Cornerback is well fortified with Tavon Wilson, Terry Hawthorne and Justin Green all being possible pro players some day. Gillhamer is pleased with their progress and believes all three might be on the field at the same time.

"They can be when we go to our sub package. You need three corners. If you have three corners who can play, you are really, really lucky. It is a blessing in any league. So they're all gonna play. When you've got three, and you don't drop when you bring in the third guy, then you're cooking with gas."

Wilson is the senior leader. He was the best cover corner at Camp Rantoul and is poised for his best season.

"Tavon Wilson wants to be a football player. He's got a great attitude. He just gets better. And he's so coachable, it's amazing. He's really smart."

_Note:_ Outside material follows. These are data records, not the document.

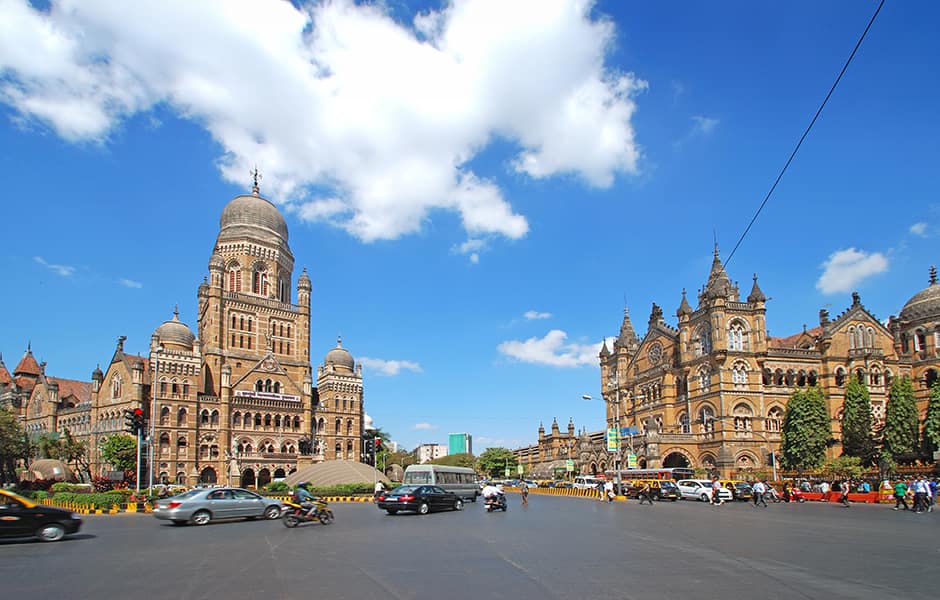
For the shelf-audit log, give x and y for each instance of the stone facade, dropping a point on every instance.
(235, 404)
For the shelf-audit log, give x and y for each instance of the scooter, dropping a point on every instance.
(496, 502)
(293, 514)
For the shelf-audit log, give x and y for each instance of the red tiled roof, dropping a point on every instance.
(792, 340)
(81, 390)
(27, 365)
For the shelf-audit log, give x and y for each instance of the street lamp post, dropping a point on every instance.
(616, 403)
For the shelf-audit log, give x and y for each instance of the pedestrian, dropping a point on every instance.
(644, 494)
(716, 492)
(900, 491)
(757, 493)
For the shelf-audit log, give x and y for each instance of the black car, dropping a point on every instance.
(21, 518)
(422, 499)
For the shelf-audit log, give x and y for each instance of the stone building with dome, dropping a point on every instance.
(234, 402)
(710, 391)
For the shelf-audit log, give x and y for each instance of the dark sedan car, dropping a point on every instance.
(20, 517)
(422, 499)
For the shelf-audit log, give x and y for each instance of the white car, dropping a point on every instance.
(701, 489)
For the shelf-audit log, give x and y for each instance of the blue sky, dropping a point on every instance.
(475, 188)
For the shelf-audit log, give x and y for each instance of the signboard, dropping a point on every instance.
(612, 439)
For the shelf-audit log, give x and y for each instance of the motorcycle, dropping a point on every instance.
(496, 502)
(293, 514)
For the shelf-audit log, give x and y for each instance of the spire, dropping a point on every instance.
(719, 284)
(684, 307)
(255, 181)
(756, 295)
(627, 333)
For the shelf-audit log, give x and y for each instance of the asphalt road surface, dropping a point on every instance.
(553, 548)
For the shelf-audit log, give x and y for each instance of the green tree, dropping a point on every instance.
(14, 446)
(121, 452)
(857, 438)
(806, 430)
(901, 433)
(494, 461)
(931, 439)
(456, 460)
(843, 467)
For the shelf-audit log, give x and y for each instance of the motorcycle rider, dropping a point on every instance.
(304, 498)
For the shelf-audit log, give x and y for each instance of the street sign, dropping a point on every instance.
(612, 439)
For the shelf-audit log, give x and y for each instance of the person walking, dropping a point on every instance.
(900, 490)
(757, 493)
(644, 495)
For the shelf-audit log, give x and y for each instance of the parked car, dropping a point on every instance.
(21, 517)
(200, 506)
(421, 499)
(701, 489)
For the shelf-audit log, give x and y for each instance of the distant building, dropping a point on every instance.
(460, 443)
(426, 452)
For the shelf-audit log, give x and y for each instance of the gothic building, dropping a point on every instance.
(233, 404)
(711, 391)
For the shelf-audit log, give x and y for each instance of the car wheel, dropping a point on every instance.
(53, 532)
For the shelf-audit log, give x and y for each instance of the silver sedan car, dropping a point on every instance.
(201, 506)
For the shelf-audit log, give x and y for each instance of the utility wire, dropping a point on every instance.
(805, 133)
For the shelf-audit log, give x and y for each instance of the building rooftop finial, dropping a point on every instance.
(256, 181)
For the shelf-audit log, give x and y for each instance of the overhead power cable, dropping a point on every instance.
(805, 133)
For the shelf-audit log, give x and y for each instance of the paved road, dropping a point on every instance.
(554, 548)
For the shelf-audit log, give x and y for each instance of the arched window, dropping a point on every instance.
(840, 376)
(774, 420)
(737, 336)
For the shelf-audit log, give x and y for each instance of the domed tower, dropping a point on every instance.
(255, 346)
(340, 413)
(917, 335)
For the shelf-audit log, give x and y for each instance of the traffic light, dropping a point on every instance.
(130, 421)
(139, 420)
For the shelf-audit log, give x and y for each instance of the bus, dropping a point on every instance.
(460, 480)
(673, 473)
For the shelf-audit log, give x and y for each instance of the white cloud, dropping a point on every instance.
(389, 367)
(130, 283)
(532, 315)
(551, 350)
(703, 125)
(357, 120)
(63, 270)
(845, 269)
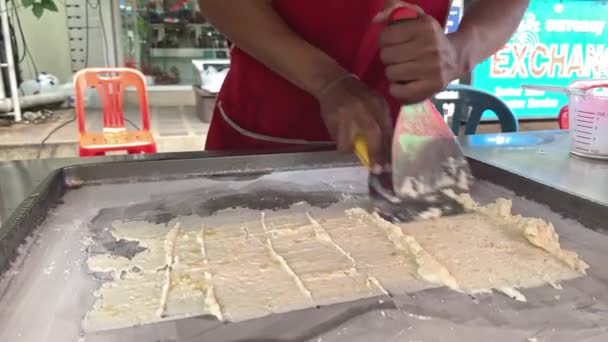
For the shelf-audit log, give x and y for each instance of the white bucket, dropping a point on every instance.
(588, 112)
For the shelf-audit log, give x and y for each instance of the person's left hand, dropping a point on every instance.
(420, 60)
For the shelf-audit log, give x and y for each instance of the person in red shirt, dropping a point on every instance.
(291, 80)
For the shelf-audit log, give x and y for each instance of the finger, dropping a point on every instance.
(410, 71)
(383, 118)
(375, 142)
(400, 53)
(344, 140)
(415, 91)
(406, 31)
(389, 6)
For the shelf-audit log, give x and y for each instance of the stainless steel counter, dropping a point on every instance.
(542, 157)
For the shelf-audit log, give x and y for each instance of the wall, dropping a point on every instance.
(47, 39)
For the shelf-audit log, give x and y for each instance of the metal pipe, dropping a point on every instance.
(8, 49)
(7, 105)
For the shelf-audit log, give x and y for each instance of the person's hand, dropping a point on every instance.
(420, 60)
(349, 108)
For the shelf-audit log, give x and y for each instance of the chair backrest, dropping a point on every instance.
(110, 84)
(474, 102)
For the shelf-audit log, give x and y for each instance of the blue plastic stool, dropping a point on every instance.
(477, 101)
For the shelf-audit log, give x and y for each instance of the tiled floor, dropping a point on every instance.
(174, 128)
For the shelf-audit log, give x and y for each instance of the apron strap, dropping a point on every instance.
(268, 138)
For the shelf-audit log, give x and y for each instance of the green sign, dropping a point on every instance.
(556, 43)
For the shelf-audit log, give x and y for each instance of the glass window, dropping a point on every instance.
(162, 37)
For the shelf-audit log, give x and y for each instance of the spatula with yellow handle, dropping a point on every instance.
(428, 165)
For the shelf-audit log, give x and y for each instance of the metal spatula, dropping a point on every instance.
(426, 161)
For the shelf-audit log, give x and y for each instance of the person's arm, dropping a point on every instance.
(256, 28)
(348, 107)
(421, 60)
(486, 26)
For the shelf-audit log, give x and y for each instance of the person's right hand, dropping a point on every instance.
(349, 108)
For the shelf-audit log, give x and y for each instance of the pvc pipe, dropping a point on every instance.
(8, 49)
(7, 105)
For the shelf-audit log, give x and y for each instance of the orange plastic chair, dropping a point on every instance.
(111, 83)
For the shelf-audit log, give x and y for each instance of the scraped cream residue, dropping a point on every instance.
(428, 268)
(322, 234)
(170, 260)
(279, 258)
(308, 258)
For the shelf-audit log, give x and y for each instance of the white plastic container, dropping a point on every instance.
(588, 111)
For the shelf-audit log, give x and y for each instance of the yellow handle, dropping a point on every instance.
(360, 147)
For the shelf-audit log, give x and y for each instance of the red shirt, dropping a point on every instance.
(262, 102)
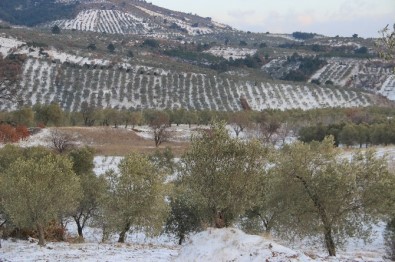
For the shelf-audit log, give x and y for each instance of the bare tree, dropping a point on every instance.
(159, 126)
(61, 141)
(239, 121)
(268, 128)
(385, 45)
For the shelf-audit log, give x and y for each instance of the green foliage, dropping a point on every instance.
(221, 174)
(339, 198)
(92, 187)
(183, 218)
(164, 161)
(37, 191)
(135, 198)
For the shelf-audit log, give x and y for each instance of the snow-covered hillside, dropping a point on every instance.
(136, 19)
(8, 45)
(228, 244)
(106, 21)
(373, 75)
(229, 52)
(136, 87)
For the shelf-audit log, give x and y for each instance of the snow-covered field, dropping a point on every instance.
(229, 244)
(108, 21)
(230, 52)
(8, 44)
(211, 245)
(142, 87)
(370, 75)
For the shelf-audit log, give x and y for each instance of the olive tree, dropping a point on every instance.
(329, 195)
(92, 187)
(135, 197)
(221, 174)
(37, 191)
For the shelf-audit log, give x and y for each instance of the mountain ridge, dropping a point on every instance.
(162, 59)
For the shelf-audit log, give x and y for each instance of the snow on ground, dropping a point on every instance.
(26, 251)
(388, 88)
(6, 44)
(232, 244)
(230, 52)
(104, 163)
(41, 138)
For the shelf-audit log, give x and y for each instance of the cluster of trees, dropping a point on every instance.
(350, 134)
(303, 35)
(220, 181)
(31, 13)
(307, 65)
(11, 134)
(355, 126)
(10, 72)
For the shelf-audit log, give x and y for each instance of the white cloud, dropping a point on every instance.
(286, 16)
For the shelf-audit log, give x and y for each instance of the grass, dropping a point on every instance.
(120, 141)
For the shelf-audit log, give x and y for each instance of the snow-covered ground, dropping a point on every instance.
(230, 52)
(229, 244)
(7, 44)
(211, 245)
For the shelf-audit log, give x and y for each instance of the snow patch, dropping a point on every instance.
(230, 244)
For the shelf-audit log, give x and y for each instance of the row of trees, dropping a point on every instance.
(351, 134)
(299, 190)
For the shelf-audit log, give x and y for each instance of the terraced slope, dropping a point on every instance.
(136, 17)
(372, 75)
(140, 87)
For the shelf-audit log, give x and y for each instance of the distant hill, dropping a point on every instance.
(32, 13)
(135, 55)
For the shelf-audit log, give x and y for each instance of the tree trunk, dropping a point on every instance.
(79, 229)
(41, 239)
(180, 240)
(219, 220)
(329, 243)
(122, 235)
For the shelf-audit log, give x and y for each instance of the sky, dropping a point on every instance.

Hawthorne gets the most hype, and much of it is deserved. But Gillhamer reminds he still needs to work on some things. After all, this is the first year in three he's been healthy for all of fall practice.

"He's big, and he's got those long arms. That's what you really want. If you can get a corner with long arms, it helps them.

"He's playing too high right now; we've got to help him play a little lower. His attitude right now is, he wants to be good. So we take something every day and try to get better.

"He's got some skills, and he's got a great attitude. We just have to refine it all in. I like those big, long corners with long arms.

"I'm of the opinion it takes reps. The more you play the game, the better you're gonna get. He's got to stay healthy."

Supo Sanni and Steve Hull may be the starting safeties going into the season, with Pat Nixon-Youman and Ramsey backing them up. Tavon Wilson and Trulon Henry started as safety last year, but both have moved to other positions. So Gillhamer is giving his less experienced people a crash course.

"At safety, just like corner, you're gonna get your two best guys on the field. That's why the mental thing is big for them. Right now, we've got four safeties. We've moved Jack over, and mentally he's got to pick it up. He has the physical skills to do it. We're just working from there."

Sanni appears fully recovered after Achilles surgery. He has excellent athleticism for a 6'-3", 220 pounder. Hull has made a big impression this fall after moving from receiver a year ago.

"Steve Hull has had a great camp. He's done a really good job."

Among the freshmen, Valdon Cooper has gotten the most reps with the second team defense. He is a cornerback who was also tried at nickel and made plays at both spots. Cornerback Eaton Spence and safety Nick North have potential but are still learning.

"Eaton Spence is doing well. It's a little fast for Nick right now, but he's got the athletic skills. He's gonna be okay."

Does Gillhamer feel he has enough depth to go to war this year?

"Yes I do. If we've got six guys who can play, we're gonna be lucky."

Speaking from his first Camp Rantoul, Gillhamer was asked to compare it with his other stops throughout his career.

"This is probably the best place I've ever been for a training camp. It's really nice. The facilities are great, the food's awesome. You don't have to start your car, you just hop in your golf cart and go where you've got to go. It's just a great place.

"I'm kind of a camp guy anyway. I like it. You get more sleep in camp because I only live 2 minutes away. It's a great setup."

Having Gillhamer as the Illini secondary coach appears to be a great setup also. He is a teacher who cares about his players. He shared his philosophy as a coach.

"I try to make them students of the game. I just think that's real important."